Va and weight ..
The FlightLab notes look OK but I wouldn't spend too much time with the other two links. Nor would I spend too much time trying to tie Va and momentum.. apart from anything else, speed and momentum are different animals
It may help to look at the basics of where the equations come from .. for an aircraft in accelerated flight, there will be a load factor (n = L/W or think g-loading as being close enough) other than 1.0. The normal pilot lift equation can be put
L = nW = CL . 1/2 . rho . V2 . S
ignoring the L term and rearranging the other two terms for our consideration of interest
nW = CL 1/2 rho V2 S
V2 = (2 nW) / (CL rho S)
Vstall2 = (2W)/(CLmax rho S) . n
Vstall = constant . SQRT(n)
or, looking at the W term for constant load factor
Vstall = constant . SQRT(W)
End result is that the stall curve on the V-n diagram (g-load on the vertical axis and speed on the horizontal) is a curve as shown in the FlightLab notes (and any garden variety engineering text book on the subject).
The secret is to look at the various (similar) curves for different weights and then plot the limit load factor (which doesn't vary as it is locked into the design basis for the Type). The lower weight curves are to the left and the intersection of individual curves and the limit load factor occur at progressively lower speeds for lower weights. Hence we can say that the real world Va will reduce at lower weights.
Be wary of confusing wing bending strength margins at lower weights and maximum attachment load capability for isolated lumps of stuff in the aircraft .. the published limit load factor is the limit the pilot can use for routine operations, regardless of weight. In any case you shouldn't be going there too often as the (unmonitored) effect on fatigue life is going to bite someone further down the track ..
Other considerations ..
Be wary of playing fighter pilot (and I'm sure that most of us have been in the back seat of a 172 or similar with some idiot doing stupid things in the front seat .. my first fixed wing flight was just such an experience ..) regarding the degree of grunt put into pulling the control column back .. there is a phenomenon, often referred to as accelerated stall (but different to the usual term referring to increased stall speed with load factor) where the wing can go considerably above the "normal" stall incidence due to the formation of a vortex on the upper surface. This is only a problem with very high pitch rates (>70 deg/sec as I recall from a paper I read quite a while ago on the subject) but can bite you if your aircraft is so capable.
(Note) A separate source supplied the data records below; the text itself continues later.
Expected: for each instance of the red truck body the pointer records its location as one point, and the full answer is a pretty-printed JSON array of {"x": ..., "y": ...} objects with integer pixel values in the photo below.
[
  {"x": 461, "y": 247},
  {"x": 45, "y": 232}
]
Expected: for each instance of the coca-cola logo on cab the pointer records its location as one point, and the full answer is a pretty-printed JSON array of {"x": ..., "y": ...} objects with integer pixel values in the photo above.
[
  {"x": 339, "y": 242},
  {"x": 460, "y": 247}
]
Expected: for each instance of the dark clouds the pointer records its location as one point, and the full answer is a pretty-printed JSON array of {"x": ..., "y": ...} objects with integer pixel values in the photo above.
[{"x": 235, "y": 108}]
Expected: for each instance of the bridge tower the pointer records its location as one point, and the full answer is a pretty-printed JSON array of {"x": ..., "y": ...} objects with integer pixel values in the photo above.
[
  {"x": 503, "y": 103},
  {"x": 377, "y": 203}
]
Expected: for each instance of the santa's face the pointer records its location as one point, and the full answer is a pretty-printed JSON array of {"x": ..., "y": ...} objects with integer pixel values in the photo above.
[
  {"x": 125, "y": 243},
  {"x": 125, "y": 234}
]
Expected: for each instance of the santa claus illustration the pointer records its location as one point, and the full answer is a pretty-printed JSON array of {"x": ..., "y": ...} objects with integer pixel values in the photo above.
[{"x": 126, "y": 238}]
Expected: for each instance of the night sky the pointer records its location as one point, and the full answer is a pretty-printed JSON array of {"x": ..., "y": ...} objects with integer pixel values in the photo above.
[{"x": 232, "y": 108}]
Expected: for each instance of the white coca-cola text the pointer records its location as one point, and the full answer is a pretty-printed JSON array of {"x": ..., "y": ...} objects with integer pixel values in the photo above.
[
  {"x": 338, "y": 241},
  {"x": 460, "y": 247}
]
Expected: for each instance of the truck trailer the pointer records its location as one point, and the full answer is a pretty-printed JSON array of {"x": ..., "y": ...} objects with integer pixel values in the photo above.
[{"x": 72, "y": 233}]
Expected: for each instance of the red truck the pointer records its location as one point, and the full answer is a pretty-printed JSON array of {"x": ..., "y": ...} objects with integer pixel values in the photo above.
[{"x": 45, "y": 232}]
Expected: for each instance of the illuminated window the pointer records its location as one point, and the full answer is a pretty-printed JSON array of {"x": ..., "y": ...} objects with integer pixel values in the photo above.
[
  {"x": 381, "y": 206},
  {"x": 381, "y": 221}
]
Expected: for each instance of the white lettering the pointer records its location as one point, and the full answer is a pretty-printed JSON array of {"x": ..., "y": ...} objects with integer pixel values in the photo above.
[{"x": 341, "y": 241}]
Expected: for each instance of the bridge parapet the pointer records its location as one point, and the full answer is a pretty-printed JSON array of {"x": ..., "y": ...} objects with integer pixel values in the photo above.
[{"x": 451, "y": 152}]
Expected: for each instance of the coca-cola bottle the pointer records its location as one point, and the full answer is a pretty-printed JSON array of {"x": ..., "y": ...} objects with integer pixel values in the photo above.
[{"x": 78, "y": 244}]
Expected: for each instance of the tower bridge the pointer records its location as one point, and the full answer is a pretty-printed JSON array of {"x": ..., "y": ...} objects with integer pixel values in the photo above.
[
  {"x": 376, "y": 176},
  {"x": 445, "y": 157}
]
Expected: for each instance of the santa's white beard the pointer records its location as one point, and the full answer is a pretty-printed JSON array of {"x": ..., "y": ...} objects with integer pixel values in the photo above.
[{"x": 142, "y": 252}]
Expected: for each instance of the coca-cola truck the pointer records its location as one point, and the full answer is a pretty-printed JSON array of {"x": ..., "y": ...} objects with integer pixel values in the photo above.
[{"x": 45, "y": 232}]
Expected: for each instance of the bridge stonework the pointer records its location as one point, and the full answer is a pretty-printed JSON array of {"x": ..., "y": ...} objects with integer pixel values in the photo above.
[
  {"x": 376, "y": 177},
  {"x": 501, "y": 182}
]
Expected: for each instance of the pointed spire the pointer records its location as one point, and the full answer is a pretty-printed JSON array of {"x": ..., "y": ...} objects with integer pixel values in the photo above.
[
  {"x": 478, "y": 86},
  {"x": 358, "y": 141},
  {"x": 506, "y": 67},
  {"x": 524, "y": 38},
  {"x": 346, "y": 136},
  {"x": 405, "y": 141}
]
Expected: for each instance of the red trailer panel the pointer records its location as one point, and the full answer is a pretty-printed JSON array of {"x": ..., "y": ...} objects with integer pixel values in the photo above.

Be careful with rolling pullups .. the notes refer to the need to unload before rolling .. you can see this in practice at every airshow where a high performance fighter puts on a good display .. the pilot unloads in pitch very positively prior to rolling into the next part of the manoeuvre sequence .. if it's good enough for the aces, then it's good enough for us plodders ..
The AA accident shows very clearly the problem associated with a little knowledge .. if one wants to be other than reasonably gentle with a civil design then one needs to know a fair bit about just how the thing was certificated in the first place. Another area which can bite is the stall departure .. over the years the details of just how the stall was looked at in the certification for light aircraft has varied and some aircraft can be a little vicious if "held" into the stall rather than unload at the indication of stall .. I recall an instructor TP who related the tale of one particular higher performance light twin Type which, when held into the stall, had a desire to flick into an inverted spin .. hadn't be a certification consideration.